John Neumeier’s Nijinsky must be one of the best-dressed ballets ever seen at City Center, especially given the fact that it’s about a massive mental breakdown. Then again, it’s Nijinsky’s breakdown, so it takes place among the modernists of the early twentieth century and their great-looking outfits—chic turbans, sleek evening gowns, beautifully cut practice tunics, and some fabulous designs from the Ballet Russe. Subtlety, depth, and, Lord knows, choreography are not among Neumeier’s strengths, but he sure knows clothes.

And he chose a peerless subject. Nijinsky’s story is one of the most compelling in the history of ballet, not to mention the cinema-ready chronicles of mad genius. The most phenomenal performer of his time, he was also a choreographer of such vision that nearly a century later his ballets still look avant-garde. What’s more, he was glamorously bisexual and lost his mind at 30. Van Gogh was good, Virginia Woolf was good, but let’s face it, you can’t put either of them onstage dressed only in a few rosebuds. Nijinsky had it all.
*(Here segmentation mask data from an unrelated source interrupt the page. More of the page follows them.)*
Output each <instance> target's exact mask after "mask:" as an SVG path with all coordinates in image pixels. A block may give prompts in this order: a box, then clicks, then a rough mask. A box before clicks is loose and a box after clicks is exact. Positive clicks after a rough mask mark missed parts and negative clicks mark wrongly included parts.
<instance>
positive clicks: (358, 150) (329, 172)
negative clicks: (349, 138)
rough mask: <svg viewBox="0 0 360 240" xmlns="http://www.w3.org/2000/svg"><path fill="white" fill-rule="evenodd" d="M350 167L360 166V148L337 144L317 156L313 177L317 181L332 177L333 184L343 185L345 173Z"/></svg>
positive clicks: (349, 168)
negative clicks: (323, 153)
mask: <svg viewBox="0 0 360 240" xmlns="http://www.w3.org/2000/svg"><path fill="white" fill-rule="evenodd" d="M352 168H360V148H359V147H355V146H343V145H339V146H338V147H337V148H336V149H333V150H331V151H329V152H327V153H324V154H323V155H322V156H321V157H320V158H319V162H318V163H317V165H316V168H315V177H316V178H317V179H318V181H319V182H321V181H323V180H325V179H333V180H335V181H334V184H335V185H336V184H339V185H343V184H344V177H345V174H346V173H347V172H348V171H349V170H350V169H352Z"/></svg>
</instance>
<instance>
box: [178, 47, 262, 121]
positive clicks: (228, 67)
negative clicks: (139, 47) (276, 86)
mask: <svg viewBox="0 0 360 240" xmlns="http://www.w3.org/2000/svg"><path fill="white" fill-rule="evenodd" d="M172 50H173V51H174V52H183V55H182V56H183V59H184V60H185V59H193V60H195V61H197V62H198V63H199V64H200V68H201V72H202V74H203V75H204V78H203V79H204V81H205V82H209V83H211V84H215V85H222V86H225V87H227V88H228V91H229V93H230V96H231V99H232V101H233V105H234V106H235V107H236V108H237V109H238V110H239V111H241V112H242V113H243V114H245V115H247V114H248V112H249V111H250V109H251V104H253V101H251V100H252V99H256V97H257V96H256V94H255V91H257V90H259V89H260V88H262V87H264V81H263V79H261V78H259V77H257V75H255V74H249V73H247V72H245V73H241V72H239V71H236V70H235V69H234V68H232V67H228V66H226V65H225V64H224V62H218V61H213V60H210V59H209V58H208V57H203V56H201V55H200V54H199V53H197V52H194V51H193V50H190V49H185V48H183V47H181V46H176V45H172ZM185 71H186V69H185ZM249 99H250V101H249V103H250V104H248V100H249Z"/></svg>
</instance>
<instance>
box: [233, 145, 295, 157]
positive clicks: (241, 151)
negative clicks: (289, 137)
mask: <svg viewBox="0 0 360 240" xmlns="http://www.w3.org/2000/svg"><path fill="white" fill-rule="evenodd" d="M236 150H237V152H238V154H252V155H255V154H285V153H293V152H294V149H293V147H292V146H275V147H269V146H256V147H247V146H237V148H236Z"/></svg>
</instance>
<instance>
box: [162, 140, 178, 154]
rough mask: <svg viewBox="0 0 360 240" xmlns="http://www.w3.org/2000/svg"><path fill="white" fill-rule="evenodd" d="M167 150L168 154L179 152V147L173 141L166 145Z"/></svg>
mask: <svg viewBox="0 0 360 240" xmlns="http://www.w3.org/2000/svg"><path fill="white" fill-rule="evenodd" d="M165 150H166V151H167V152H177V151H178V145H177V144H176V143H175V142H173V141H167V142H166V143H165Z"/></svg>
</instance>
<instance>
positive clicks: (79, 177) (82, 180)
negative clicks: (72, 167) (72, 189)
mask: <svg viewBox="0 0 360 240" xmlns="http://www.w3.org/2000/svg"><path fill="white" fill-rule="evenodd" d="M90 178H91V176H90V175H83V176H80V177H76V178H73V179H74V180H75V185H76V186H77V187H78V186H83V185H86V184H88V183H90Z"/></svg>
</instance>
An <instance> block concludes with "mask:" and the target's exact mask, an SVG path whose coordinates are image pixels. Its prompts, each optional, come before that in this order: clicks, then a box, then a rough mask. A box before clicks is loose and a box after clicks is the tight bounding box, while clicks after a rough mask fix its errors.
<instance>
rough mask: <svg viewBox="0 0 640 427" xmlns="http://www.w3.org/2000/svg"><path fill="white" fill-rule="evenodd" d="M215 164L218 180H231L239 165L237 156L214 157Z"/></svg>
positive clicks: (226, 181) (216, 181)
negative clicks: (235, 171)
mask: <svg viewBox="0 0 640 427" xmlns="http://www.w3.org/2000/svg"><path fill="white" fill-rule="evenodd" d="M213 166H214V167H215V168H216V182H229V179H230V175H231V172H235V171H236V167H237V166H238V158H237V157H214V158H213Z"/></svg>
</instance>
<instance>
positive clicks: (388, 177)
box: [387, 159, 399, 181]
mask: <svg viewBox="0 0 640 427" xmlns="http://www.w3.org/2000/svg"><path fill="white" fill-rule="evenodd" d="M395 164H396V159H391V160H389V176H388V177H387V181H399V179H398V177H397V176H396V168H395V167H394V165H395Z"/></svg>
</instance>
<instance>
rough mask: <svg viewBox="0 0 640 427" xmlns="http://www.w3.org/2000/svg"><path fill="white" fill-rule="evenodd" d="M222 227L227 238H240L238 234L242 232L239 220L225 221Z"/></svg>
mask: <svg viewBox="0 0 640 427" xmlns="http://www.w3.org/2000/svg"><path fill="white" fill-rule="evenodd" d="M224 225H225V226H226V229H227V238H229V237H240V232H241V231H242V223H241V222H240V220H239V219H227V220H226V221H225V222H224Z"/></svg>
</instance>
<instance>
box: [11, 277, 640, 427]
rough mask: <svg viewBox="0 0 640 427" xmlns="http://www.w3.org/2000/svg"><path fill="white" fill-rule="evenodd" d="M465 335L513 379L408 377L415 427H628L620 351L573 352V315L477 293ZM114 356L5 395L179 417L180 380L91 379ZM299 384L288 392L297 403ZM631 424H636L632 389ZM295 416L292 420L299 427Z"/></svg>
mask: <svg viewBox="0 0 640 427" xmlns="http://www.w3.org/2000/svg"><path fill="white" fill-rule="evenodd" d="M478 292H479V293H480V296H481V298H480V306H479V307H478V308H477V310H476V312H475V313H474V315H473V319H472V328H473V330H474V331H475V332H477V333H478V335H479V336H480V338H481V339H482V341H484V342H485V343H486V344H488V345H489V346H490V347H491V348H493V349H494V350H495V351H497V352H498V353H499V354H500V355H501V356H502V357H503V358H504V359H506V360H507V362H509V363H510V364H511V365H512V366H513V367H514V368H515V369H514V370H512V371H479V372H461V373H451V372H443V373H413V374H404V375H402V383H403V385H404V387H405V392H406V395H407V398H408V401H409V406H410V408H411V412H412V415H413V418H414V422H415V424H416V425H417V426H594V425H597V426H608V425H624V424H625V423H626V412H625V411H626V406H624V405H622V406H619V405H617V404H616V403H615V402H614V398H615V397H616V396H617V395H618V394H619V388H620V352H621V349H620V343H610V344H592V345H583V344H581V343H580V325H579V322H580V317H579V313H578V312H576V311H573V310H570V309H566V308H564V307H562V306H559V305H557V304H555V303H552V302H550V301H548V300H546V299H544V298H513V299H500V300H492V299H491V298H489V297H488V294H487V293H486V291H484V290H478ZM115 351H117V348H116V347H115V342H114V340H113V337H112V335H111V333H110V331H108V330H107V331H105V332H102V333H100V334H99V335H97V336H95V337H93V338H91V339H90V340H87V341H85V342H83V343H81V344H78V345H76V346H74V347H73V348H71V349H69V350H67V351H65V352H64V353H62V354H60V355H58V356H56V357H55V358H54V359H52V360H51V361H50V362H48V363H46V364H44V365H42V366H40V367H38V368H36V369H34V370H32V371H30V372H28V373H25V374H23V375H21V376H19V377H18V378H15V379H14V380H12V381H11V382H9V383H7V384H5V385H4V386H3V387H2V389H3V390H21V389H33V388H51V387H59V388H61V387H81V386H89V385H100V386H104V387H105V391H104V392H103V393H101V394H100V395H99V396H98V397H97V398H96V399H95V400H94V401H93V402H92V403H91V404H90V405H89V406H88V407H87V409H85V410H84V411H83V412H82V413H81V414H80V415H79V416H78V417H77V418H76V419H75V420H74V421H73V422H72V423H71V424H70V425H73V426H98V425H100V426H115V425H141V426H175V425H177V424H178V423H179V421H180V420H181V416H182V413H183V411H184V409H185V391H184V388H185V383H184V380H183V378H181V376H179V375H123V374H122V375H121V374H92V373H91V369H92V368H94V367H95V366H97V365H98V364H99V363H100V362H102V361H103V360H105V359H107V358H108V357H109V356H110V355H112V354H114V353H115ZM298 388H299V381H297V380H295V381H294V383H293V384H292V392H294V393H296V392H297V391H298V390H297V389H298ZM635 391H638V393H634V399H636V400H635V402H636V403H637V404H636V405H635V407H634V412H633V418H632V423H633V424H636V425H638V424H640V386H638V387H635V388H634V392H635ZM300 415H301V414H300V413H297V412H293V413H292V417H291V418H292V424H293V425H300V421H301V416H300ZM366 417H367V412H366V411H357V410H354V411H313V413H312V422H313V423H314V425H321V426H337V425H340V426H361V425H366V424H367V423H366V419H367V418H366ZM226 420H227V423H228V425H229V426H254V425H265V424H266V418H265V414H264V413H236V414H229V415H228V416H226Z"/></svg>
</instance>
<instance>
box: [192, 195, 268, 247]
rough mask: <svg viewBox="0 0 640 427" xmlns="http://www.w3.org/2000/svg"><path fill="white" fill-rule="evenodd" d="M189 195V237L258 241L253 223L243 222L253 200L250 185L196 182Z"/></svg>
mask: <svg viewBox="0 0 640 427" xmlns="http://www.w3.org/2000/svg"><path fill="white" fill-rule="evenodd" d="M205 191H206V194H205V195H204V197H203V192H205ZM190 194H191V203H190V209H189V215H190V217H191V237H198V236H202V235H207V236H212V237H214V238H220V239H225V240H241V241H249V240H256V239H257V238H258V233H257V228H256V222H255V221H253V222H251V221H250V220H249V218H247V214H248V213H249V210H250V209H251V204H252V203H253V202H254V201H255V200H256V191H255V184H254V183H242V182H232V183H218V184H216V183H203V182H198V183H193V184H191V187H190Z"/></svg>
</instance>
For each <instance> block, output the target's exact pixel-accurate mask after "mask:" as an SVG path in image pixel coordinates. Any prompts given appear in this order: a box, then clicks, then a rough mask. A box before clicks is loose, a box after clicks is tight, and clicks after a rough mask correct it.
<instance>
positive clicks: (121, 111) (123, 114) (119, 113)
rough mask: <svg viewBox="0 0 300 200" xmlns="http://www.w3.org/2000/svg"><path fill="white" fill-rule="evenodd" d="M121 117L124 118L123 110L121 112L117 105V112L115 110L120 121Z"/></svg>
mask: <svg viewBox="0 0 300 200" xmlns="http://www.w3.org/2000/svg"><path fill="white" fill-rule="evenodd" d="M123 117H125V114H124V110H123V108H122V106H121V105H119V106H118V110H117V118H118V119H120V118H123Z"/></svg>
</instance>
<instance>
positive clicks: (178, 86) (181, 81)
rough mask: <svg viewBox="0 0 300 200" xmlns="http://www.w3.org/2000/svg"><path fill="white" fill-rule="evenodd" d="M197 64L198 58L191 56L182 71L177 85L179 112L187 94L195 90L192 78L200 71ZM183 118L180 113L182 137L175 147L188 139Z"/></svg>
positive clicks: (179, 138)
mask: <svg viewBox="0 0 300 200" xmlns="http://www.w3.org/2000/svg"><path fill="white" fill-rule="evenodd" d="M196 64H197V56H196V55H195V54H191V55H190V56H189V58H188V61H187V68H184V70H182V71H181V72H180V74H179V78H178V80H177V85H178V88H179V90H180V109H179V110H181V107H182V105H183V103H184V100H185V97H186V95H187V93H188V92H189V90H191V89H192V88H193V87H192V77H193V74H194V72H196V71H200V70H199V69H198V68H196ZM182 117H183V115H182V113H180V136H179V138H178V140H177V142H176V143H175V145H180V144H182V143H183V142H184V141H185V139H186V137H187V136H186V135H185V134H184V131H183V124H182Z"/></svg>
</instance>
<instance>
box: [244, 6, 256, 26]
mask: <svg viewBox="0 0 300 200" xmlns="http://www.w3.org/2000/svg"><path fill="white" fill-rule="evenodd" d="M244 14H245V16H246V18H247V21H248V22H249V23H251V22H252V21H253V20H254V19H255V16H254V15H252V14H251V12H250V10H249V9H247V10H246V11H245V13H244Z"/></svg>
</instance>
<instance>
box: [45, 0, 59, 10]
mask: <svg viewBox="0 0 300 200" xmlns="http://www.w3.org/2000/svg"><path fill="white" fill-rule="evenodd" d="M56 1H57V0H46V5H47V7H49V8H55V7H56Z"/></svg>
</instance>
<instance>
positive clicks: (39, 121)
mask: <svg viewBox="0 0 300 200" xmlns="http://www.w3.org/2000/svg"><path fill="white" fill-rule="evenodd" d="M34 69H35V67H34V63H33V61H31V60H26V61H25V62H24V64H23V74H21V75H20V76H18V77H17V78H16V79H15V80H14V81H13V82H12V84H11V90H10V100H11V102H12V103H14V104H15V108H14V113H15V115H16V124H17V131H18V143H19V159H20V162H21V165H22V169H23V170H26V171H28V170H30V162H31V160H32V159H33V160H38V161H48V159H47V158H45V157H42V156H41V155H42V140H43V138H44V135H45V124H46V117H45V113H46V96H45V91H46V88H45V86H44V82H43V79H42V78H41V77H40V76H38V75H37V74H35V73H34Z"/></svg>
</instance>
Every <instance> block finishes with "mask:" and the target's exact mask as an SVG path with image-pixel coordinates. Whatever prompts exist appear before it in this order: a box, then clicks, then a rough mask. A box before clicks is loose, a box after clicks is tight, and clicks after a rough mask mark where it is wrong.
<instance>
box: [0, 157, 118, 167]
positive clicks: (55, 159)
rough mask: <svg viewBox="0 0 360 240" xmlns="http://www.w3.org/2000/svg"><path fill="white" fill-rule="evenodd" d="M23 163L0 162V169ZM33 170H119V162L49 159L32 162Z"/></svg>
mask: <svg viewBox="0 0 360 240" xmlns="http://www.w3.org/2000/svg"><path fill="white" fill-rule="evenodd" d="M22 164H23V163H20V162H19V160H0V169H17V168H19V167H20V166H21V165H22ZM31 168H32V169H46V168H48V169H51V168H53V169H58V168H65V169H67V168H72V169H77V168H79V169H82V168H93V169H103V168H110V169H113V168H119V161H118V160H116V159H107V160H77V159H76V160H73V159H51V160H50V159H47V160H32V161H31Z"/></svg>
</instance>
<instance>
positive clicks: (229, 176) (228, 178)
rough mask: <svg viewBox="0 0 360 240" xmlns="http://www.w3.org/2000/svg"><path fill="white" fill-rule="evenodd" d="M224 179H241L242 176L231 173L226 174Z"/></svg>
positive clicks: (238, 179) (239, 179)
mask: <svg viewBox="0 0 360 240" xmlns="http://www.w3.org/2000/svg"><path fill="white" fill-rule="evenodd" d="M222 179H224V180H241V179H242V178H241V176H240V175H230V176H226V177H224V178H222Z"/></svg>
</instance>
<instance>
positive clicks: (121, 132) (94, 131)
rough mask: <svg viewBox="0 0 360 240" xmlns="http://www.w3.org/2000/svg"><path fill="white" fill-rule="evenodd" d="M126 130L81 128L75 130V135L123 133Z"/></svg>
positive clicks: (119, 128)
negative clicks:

Neumeier, artistic director of the Hamburg Ballet, has created a spectacular kinetic collage here, meant to suggest Nijinsky’s crazed memories during his last performance. Neumeier himself designed the wonderful costumes, décor, and lighting, and his fine company carried off the acting and the dancing admirably.

But as the people in Nijinsky’s life throng the stage, and quotes from the ballets flicker into view and disappear, chaos reigns. At one point I couldn’t figure out whether Nijinsky was partnering his mother, his sister, or Tamara Karsavina. On the other hand, his famous relationship with Diaghilev, the Ballet Russe impresario, develops quite graphically, though history had not recorded Diaghilev as a cute blond hunk until now. Toward the end, Nijinsky simply launches into one mad scene after another, while hordes of dancers stampede around him and World War I breaks out. Meanwhile, Neumeier never does provide any substantive choreography for his hero except the dance equivalent of shrieks and groans. Never mind: If this ballet had done nothing but send me back to Richard Buckle’s great biography of Nijinsky, it would have been well worth the time spent in the theater. It did, and it was.